About a week had passed since the private conversation to which we last listened. The Jesuit during this time had not left the prisoner to himself. He was seen to enter Messenius' room every day, under the pretext of medical attendance, and spent some hours with him. He was too acute to rely upon the prisoner's promise. No one in the castle knew what they did together, and the Governor was unsuspicious. The remote situation of Kajajneborg, far from the rest of the world, had lulled Wernstedt into security; he rather found pleasure in the society of the learned and experienced foreign doctor.

There was one, however, who with a constant and vigilant eye followed every motion of the stranger, and this was Lucia Grothusen, Messenius' wife. A Catholic by education and conviction, she had always strengthened her husband in his faith; the Jesuit well knew this, and therefore felt sure of her co-operation, although he carefully avoided confiding his plans to the mercy of female gossip. But the most artful plans are often frustrated by those hidden springs and motives in the human heart, especially in a woman's heart, which work in quite a different direction from that of cold reason. The Jesuit, in spite of his astuteness, was mistaken in our Lucia. He did not know that when the fanaticism in her mind shouted, push on! love cried still louder in her heart, hold back! and love in women always gets the upper hand.

Lucia was a very penetrating person; she had looked through the Jesuit before he knew it. She saw the ruinous inward strife which raged in Messenius; a struggle for life and death between fanaticism on the one hand, which bade him sacrifice fame and posterity for the victory of the Church, and ambition on the other, which continually pleaded to him not to sacrifice with his own hand his whole life's work? "Will you," it said, "blindly desecrate the sanctuary of history?
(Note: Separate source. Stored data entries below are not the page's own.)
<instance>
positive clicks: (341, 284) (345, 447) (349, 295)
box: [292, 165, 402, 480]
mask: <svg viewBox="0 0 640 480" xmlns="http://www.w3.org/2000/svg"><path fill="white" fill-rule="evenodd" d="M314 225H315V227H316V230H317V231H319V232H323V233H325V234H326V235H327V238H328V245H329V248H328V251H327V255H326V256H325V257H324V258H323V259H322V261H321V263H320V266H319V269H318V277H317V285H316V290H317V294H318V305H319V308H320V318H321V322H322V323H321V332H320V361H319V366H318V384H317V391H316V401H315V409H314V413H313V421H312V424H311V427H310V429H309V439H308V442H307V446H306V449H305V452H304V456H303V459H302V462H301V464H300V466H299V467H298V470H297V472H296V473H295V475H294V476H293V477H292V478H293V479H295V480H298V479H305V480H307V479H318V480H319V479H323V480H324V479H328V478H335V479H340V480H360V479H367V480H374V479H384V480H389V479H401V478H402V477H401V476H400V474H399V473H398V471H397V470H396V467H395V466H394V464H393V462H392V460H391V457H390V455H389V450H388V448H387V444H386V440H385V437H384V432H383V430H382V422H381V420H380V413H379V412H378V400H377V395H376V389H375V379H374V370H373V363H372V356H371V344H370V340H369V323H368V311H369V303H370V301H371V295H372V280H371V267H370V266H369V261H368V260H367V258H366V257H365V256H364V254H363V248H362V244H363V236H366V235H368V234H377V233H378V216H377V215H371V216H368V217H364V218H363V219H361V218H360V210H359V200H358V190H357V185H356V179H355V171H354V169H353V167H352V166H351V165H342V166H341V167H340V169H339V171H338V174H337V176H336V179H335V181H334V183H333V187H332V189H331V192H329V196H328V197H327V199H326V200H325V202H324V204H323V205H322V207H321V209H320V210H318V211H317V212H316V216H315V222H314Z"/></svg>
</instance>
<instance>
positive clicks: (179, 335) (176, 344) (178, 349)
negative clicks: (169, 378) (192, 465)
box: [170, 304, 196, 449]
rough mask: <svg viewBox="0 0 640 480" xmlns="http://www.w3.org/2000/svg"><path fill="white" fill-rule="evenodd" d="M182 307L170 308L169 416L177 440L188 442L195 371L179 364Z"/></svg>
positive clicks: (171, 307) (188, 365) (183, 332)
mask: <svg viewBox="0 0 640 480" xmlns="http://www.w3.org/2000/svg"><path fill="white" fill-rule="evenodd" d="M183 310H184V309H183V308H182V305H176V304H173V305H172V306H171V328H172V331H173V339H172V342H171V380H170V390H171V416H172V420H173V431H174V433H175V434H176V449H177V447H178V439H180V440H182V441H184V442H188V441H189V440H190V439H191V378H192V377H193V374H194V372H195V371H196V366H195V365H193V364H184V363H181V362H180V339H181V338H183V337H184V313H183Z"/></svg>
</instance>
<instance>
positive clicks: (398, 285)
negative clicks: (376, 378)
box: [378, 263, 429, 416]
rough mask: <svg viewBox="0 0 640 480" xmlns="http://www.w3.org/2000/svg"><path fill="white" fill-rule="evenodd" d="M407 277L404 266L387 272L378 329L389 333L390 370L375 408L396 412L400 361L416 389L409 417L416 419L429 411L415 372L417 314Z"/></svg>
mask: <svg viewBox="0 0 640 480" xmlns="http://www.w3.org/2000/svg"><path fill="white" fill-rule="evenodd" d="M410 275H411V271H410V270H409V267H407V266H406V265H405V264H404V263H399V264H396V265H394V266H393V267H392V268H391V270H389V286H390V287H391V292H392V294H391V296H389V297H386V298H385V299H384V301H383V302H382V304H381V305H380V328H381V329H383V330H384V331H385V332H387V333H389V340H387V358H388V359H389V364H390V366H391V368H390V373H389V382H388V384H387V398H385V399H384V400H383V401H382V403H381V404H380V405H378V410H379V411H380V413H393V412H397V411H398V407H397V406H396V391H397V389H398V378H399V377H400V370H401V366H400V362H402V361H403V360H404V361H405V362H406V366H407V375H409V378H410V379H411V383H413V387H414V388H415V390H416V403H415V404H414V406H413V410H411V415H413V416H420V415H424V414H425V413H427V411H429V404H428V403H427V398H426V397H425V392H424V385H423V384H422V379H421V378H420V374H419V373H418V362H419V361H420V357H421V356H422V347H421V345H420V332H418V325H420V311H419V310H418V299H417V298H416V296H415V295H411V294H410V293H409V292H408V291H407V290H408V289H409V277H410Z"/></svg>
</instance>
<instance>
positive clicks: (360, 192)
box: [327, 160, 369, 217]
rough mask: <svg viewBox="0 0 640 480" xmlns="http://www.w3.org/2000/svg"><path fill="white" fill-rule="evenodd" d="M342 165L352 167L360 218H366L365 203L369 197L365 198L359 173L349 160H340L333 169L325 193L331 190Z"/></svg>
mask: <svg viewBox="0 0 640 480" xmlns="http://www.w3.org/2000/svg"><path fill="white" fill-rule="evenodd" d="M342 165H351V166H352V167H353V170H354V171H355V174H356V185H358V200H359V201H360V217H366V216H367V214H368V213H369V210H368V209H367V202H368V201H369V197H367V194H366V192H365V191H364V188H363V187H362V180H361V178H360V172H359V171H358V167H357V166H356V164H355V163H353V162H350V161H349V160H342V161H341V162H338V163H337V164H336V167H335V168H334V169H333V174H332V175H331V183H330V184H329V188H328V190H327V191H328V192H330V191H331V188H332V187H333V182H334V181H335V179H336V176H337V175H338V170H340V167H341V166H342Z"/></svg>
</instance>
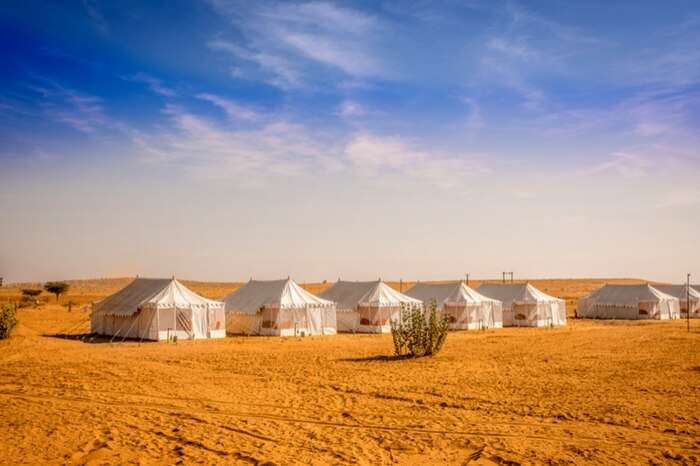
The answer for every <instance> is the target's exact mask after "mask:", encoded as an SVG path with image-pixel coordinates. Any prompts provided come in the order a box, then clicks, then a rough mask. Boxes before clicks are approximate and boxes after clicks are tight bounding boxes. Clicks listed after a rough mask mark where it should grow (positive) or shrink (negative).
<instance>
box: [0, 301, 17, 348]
mask: <svg viewBox="0 0 700 466" xmlns="http://www.w3.org/2000/svg"><path fill="white" fill-rule="evenodd" d="M16 325H17V315H16V314H15V309H14V308H13V307H12V306H10V305H9V304H3V305H2V306H0V340H4V339H5V338H8V337H9V336H10V332H12V329H13V328H15V326H16Z"/></svg>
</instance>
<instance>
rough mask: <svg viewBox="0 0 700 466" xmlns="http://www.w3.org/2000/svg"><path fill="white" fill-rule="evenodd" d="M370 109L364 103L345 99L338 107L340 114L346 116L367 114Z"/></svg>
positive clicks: (339, 112)
mask: <svg viewBox="0 0 700 466" xmlns="http://www.w3.org/2000/svg"><path fill="white" fill-rule="evenodd" d="M367 113H368V111H367V109H366V108H365V106H364V105H362V104H360V103H359V102H356V101H354V100H349V99H346V100H343V101H342V102H341V104H340V106H339V107H338V115H340V116H341V117H344V118H356V117H362V116H365V115H367Z"/></svg>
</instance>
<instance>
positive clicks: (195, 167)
mask: <svg viewBox="0 0 700 466" xmlns="http://www.w3.org/2000/svg"><path fill="white" fill-rule="evenodd" d="M164 113H165V115H167V117H168V119H169V120H170V122H171V124H172V128H171V129H170V130H167V131H163V132H161V133H157V134H138V133H137V134H134V135H133V137H132V141H133V142H134V144H135V145H136V146H137V147H138V148H139V149H140V151H141V155H142V157H143V159H144V161H147V162H151V163H160V164H163V163H164V164H172V165H174V166H176V167H180V168H182V169H184V170H186V171H187V172H189V173H191V174H192V175H194V176H197V177H204V178H208V179H220V180H226V181H228V182H230V183H231V185H232V186H237V187H241V188H263V187H266V186H269V185H270V184H271V183H273V182H275V181H280V180H285V179H287V180H288V179H295V178H302V179H303V178H312V177H314V176H318V175H320V174H327V173H332V172H334V171H337V170H338V169H339V161H338V160H337V153H338V151H337V150H335V151H334V148H333V145H332V144H330V143H328V142H327V141H321V140H318V139H315V138H314V137H313V136H312V135H310V133H309V132H308V131H307V129H306V128H305V127H304V126H302V125H299V124H294V123H289V122H287V121H284V120H280V119H272V120H270V121H267V122H266V123H265V124H263V125H260V126H258V127H256V128H253V129H245V130H240V129H231V128H228V127H226V126H221V125H218V124H216V123H214V122H212V121H210V120H208V119H205V118H203V117H201V116H198V115H195V114H193V113H191V112H189V111H187V110H185V109H183V108H181V107H178V106H174V105H166V107H165V108H164Z"/></svg>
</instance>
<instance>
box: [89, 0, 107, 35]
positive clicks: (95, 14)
mask: <svg viewBox="0 0 700 466" xmlns="http://www.w3.org/2000/svg"><path fill="white" fill-rule="evenodd" d="M83 7H84V8H85V12H86V13H87V15H88V17H89V18H90V21H91V22H92V24H93V25H94V26H95V28H96V29H97V30H98V31H99V32H100V33H102V34H104V35H107V34H109V23H107V19H106V18H105V16H104V14H103V13H102V10H101V9H100V6H99V1H98V0H83Z"/></svg>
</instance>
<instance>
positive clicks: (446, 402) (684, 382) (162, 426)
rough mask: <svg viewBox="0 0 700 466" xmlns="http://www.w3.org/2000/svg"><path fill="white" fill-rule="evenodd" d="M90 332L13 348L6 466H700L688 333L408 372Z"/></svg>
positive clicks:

Will you expose to contempt the brilliant name, which in the night of captivity still constitutes your wealth and pride?"

Lucia saw all this with the discernment of love; she saw that the man for whom she lived an entire life of self-denial and restraint, would sink under this terrible internal battle, and she resolved to save him with a bold and decisive stroke.

Late one evening the lamp still burned on Messenius' writing-table, where he and the Jesuit had been working together ever since the morning. Lucia had received permission to retire to her bed, which stood at the other end of the room near the door, and pretended to be asleep. The two men had finished their work, and were conversing together with low voices, in Latin, which Lucia well understood.

"I am satisfied with you, my friend," said the Jesuit approvingly. "These documents, which bear the stamp of truth, will be sufficient to prove the conversion of King Gustaf Vasa and King Carl, and this preface, signed by you, will further confirm their veracity. I will now return to Germany through Sweden, and have these prayers printed, through our adherents in Stockholm, or if that is impossible, in Lübeck or Leyden."

Messenius involuntarily stretched out his hand, as if to snatch back a precious treasure from a robber's hands.

"Holy father," he exclaimed with visible consternation, "is there no reprieve? My name ... my reputation ... have mercy upon me, holy father, and give me back my name!"

The Jesuit smiled.

"Do I not give you a name," he said, "far greater and more abiding than the one you lose—a name in the chronicles of our holy order; a name among the martyrs and benefactors of the Church; a name which may one day be counted amongst the saints?"